Lisa regresó a la casa de su infancia por una sola razón: llevarse a su madre, irse y nunca regresar. Pero una pregunta quedó sin respuesta: ¿por qué su madre despreciaba tanto a su difunto vecino? Después de entrar en su casa, finalmente obtuvo la respuesta. Una que deseaba haber sabido hace mucho tiempo. Cuando llegué a la casa de mi infancia, una mezcla de emociones me invadió. La casa parecía casi igual a como la recordaba: un poco desgastada en los bordes, pero todavía fuerte.
Al salir del auto, me tomé un momento para respirar el aroma familiar del jardín, el leve toque de madera vieja. Los recuerdos comenzaron a regresar, cada uno llevándome más profundamente al pasado. La última vez que estuve aquí fue hace años, en una reunión familiar que parecía más una tarea que una celebración.
Siempre había mantenido la distancia, absorta en mi propia vida, mi trabajo, mis amigos… tantas cosas que en aquel entonces me parecían urgentes e importantes.
Susan era una mujer de opiniones firmes y temperamento irascible. De niña, me resultaba difícil hablar con ella y, a medida que ella crecía, nuestras conversaciones se volvieron aún más difíciles. A menudo discutíamos por cosas pequeñas y parecía más sencillo mantener la distancia. Pero a medida que pasaba el tiempo, noté cambios. Cuando hablábamos por teléfono, ella mencionaba lo difícil que era mantener la casa y que hacer las compras y limpiar parecían grandes desafíos.
Su voz sonaba más débil, sus palabras más lentas. Sabía que era hora de acercarla a mí, a un lugar donde estaría segura y cuidada. Curiosamente, finalmente aceptó mudarse después de que falleciera su vecino Jeremy, un hombre que nunca le había gustado. Desde la infancia, recuerdo que me advertía que me alejara de él y me prohibía jugar cerca de su jardín. Él había sido muy amable conmigo. Pero incluso ahora, puedo recordar su sonrisa gentil, cálida y amable, tan diferente de las duras palabras de mi madre sobre él.
Con las maletas sobre mis brazos, respiré profundamente y caminé hacia la casa, admirando la vista de sus familiares paredes y la pintura ligeramente descolorida. Abrí la puerta de un empujón y una oleada de nostalgia me invadió. La entrada olía levemente a madera vieja y lavanda, como siempre. Casi de inmediato, escuché la voz de mi madre, aguda e inconfundible, llamándome desde arriba.
“Lisa, ¿eres tú?” “Sí, mamá. ¿Ya estás empacando?”, respondí, tratando de mantener un tono ligero. “Todavía necesito algo de tiempo. ¡Limpia el primer piso!”, respondió, su voz tenía un dejo de impaciencia. Miré hacia las escaleras y pensé en ofrecerme a ayudar, con la esperanza de facilitar las cosas y tal vez compartir algunos momentos de tranquilidad. “¿Qué tal si te ayudo? Será más rápido, mamá”. “¡No!”, espetó, con voz firme e inquebrantable. “¿Escuchaste lo que dije? ¡No te acerques, lo haré yo misma!”.

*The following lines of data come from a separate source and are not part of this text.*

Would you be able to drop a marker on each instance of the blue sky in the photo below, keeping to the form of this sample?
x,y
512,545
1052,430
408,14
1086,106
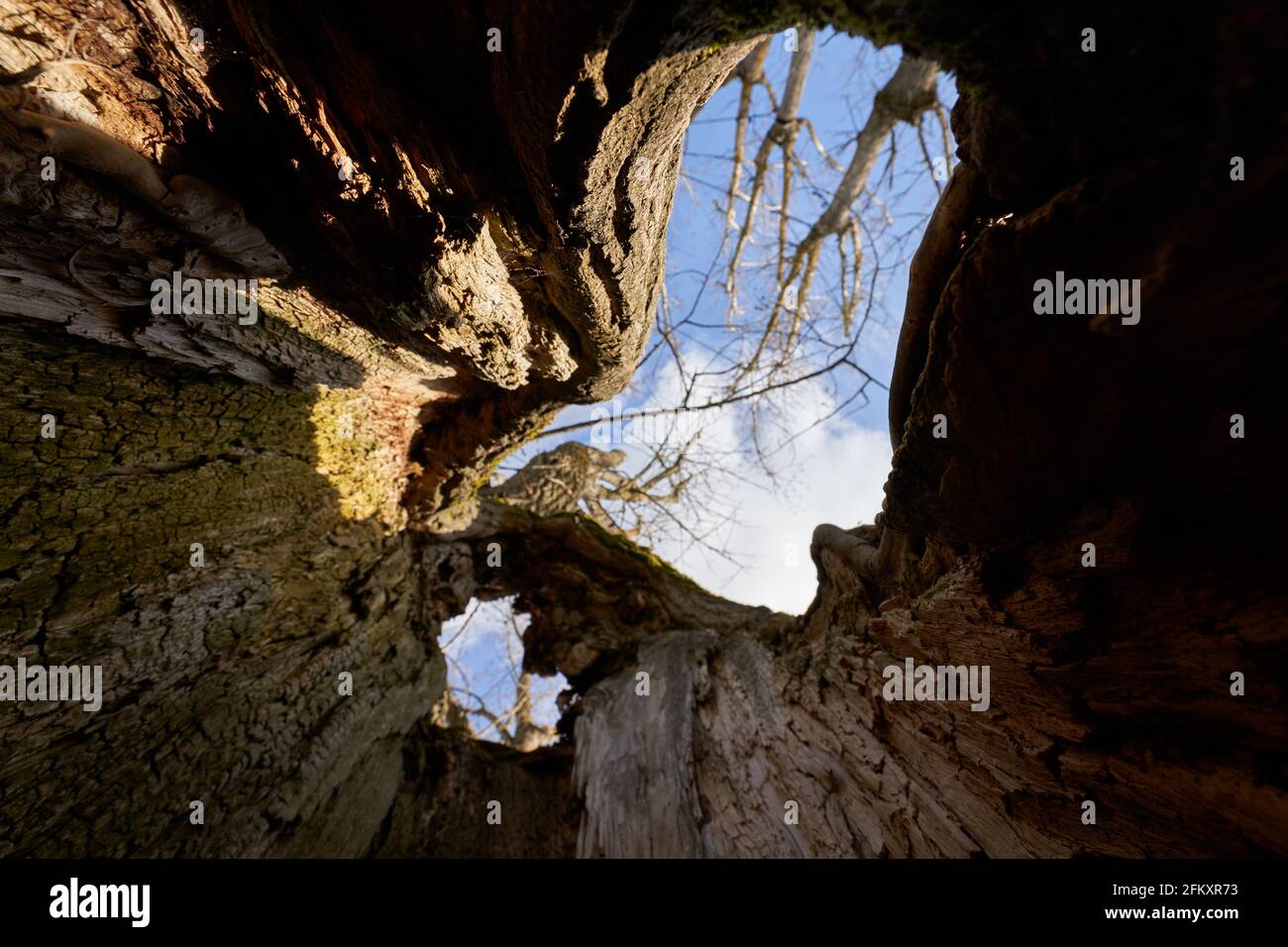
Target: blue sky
x,y
827,471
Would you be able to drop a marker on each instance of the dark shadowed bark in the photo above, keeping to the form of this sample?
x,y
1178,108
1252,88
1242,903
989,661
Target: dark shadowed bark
x,y
454,243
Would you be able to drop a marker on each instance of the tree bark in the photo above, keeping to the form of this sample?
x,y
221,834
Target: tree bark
x,y
451,244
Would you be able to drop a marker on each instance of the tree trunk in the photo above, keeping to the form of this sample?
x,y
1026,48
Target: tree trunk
x,y
454,243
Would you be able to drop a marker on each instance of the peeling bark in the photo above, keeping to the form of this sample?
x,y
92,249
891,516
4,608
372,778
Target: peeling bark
x,y
492,257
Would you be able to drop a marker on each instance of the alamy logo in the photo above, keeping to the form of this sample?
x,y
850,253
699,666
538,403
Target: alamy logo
x,y
59,684
180,295
936,684
1076,296
75,899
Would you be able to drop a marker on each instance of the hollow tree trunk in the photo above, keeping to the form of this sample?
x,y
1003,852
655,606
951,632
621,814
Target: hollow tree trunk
x,y
454,243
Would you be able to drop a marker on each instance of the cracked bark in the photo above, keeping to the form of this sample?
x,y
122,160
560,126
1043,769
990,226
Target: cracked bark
x,y
494,256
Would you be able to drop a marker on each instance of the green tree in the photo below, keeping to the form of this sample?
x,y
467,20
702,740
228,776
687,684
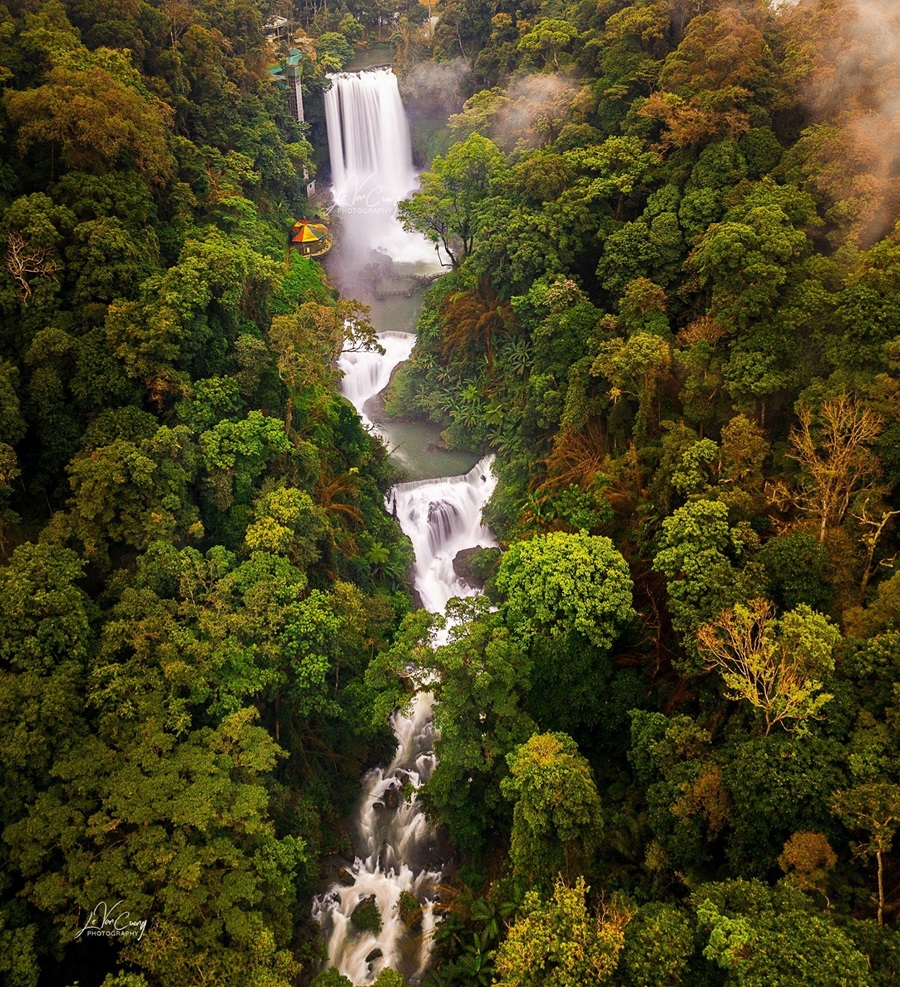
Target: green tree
x,y
557,817
558,583
762,937
777,664
698,552
447,203
874,808
561,942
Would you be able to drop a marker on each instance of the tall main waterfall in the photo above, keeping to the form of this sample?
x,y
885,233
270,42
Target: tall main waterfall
x,y
398,851
368,139
371,165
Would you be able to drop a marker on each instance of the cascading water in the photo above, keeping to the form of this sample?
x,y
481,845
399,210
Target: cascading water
x,y
371,167
366,373
442,517
398,851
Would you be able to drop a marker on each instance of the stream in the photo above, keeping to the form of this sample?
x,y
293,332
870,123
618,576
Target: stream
x,y
398,851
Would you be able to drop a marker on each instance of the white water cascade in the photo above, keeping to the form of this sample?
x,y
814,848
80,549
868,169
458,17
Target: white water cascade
x,y
366,373
398,852
371,165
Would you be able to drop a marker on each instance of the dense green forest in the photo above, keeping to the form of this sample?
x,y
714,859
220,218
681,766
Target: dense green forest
x,y
669,729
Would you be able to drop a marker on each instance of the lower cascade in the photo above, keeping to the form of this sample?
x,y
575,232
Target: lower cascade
x,y
381,913
398,850
399,854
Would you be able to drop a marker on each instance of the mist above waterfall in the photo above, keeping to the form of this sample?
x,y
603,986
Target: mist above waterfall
x,y
853,83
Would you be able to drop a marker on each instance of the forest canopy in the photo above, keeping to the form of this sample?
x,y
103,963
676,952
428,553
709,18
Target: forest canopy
x,y
668,746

A lo largo de los años había aprendido que era mejor dejar que ella hiciera lo que quisiera que iniciar un debate sobre algo tan simple como hacer las maletas. “Está bien, mamá”, murmuré en voz baja, poniendo los ojos en blanco mientras dejaba las maletas en el suelo y comenzaba a mirar alrededor de la sala de estar.